“You Complete Me” and Other Lies I Tell Myself

Today I was miserable.  I slept deeply last night thanks to modern chemistry, but I slept very long and it was not terribly restful.

As I was laying in bed trying to just rest a thought crossed my mind: “if only I had someone to do things for for, I wouldn’t be so empty inside”.

Did that come from inside my head?  Mine?  Ms Spokesmodel for Independence since October 2012?

Yep.  It did.  It came from inside my head.  Which means I have a problem.  Well, I still have a problem.  Because this is an old problem for me: I jam whatever else I can in that empty space except what actually belongs in there.

I knew I had this hole, and I know I’m the only thing that can fill it.  But I’m afraid I’m going to stuff that hole with something else but me.  Why?  It’ll hurt less than filling it properly.  It’s easy for me to serve others.  I’ve been conditioned to do so since before I have memories to say for sure.  So I serve.  My religion at that point even reflected that.  I was encouraged to serve selflessly.  While I still think that’s a good idea in moderation, I never got the memo about taking care of oneself and how that’s essential.

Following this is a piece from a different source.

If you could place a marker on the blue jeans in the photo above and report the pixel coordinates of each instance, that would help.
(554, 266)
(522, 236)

In spite of this early conditioning I now know that I am the first one I need to serve.  I cannot pour from an empty cup, after all.  But I have been more comfortable trying to serve others than filling my own cup.  Or learning to fill my own cup.  There, that’s more accurate.  I’m still learning how to fill my own cup.

That’s where the lie of the other half comes in.  The mind abhors a vacuum, and will stuff anything at all in it.  Because my “cup” is empty, I need to fill it.  And the easy way is to fill it with another.  I did it when I was married.  In fact, that may be a reason I did marry.  It gave me purpose.  It gave me direction.  I was an empty cup, starving, and I filled myself with a husband.  With domestic responsibilities.  With his expectations of me. With dreams of a family of my own.  It was easier than filling the void with myself.  I was no one special, no one at all.  How did I deserve to have my own life?

I’m learning that I was wrong.  Very much wrong.  I was, and am, a decent and good person.  I do deserve my own life!  And say I wasn’t.  Say I was the shittiest person that ever lived. I still deserve my own life because everyone does.

Now that I’ve gotten this off my shoulders and out of my mind, I can keep on learning to fill myself with myself.  And maybe do it better than before.